Tax

Coming Home? The Get Your Finances Sorted Out

Expats give a lot of thought to their tax status when they leave the UK to move permanently overseas or to take up a temporary posting – but few think about tax when they come home.

The problem comes for non –residents who have assets in foreign countries that may attract capital gains tax if they are sold after moving back to the UK.

Another issue is how different inheritance laws between countries affect wills and estate planning if these assets are not sold.

The key is to establish tax residence.

Each country has rules about how long someone stays there affects their tax residence, and the number of visits and days out of the country each tax year can affect this.

Statutory residence test online

Britain now has a statutory residence test that can be accessed on the HM Revenue & Customs (HMRC) web site by expats to give some idea of how their tax status will change when they move.

One telling point is that if you are still able to claim UK tax breaks on savings and investments, like ISAs, pensions and the Seed Enterprise Investment Scheme (SEIS), then you are likely still UK tax resident even if you have worked overseas for a year or two.
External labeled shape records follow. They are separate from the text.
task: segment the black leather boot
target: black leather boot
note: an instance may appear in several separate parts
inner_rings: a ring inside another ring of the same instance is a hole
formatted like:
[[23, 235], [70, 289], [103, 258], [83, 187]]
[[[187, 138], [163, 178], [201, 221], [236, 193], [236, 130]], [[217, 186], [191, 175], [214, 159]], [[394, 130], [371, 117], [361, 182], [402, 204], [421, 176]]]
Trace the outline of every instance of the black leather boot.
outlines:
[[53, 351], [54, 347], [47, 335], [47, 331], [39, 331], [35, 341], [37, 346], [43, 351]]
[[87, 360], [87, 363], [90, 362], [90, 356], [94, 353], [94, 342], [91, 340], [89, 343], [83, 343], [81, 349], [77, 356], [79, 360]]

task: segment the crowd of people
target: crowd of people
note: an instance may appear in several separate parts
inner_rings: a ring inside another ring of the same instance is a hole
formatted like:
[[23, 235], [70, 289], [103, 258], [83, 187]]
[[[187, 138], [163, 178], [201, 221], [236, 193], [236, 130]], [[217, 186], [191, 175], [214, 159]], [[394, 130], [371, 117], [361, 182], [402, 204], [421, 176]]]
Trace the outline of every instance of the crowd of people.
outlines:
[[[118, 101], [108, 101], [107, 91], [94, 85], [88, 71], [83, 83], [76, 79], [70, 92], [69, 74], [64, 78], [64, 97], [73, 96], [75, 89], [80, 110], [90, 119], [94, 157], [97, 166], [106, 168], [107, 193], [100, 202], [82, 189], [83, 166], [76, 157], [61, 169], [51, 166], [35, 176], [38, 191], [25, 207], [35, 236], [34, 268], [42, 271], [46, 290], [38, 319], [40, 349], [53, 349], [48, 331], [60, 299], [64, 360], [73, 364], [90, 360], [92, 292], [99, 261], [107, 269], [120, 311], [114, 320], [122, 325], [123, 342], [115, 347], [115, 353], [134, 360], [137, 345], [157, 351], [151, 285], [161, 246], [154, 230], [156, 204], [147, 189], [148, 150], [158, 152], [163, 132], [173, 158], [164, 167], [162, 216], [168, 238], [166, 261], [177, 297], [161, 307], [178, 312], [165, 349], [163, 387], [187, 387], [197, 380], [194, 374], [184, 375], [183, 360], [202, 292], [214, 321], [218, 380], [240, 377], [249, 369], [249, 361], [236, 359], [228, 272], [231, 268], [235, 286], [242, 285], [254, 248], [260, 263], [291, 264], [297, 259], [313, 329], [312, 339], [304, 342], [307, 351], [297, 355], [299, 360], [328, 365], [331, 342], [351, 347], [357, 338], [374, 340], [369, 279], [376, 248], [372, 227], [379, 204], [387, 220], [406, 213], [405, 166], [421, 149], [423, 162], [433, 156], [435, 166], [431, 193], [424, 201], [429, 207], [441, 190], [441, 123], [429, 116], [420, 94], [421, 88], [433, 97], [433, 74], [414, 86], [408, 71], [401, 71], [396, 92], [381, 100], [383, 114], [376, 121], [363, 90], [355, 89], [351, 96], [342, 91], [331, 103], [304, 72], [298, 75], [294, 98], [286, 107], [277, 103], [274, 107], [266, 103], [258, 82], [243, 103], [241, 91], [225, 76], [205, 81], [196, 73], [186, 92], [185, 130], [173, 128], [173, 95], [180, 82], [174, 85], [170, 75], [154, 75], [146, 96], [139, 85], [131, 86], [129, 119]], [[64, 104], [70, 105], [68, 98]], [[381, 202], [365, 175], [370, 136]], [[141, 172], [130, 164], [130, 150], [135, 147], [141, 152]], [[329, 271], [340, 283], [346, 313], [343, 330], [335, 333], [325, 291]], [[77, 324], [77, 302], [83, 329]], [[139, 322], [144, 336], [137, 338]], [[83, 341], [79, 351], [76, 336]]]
Generally, to become non-resident for tax in the UK, an expat needs to have lived outside the country for five full tax years – but that can still be affected if they have a home or other strong ties in the UK.

If you feel you may not have qualified as non-resident for UK tax, then you should go through your financial affairs and make sure4 you tidy up any loose ends before coming back home.

Tax amnesty

For instance, if you hold offshore bank accounts and have earned undeclared interest or have gains from disposing of property or shares, then you should talk to HMRC and take advantage of one of the amnesties offering lighter penalties that are currently running.

The scheme you choose depends on the nature of your undeclared income, country of residence and sometimes, your occupation.

Avoiding the issue is no longer a real option, because you should assume that with new technology and financial profiling, HMRC probably knows as much about your financial affairs as you.

This is due to the government signing tax information sharing treaties with many major former tax havens, including the Channel Islands, Isle of Man, Gibraltar, Cayman Islands and British Virgin Islands.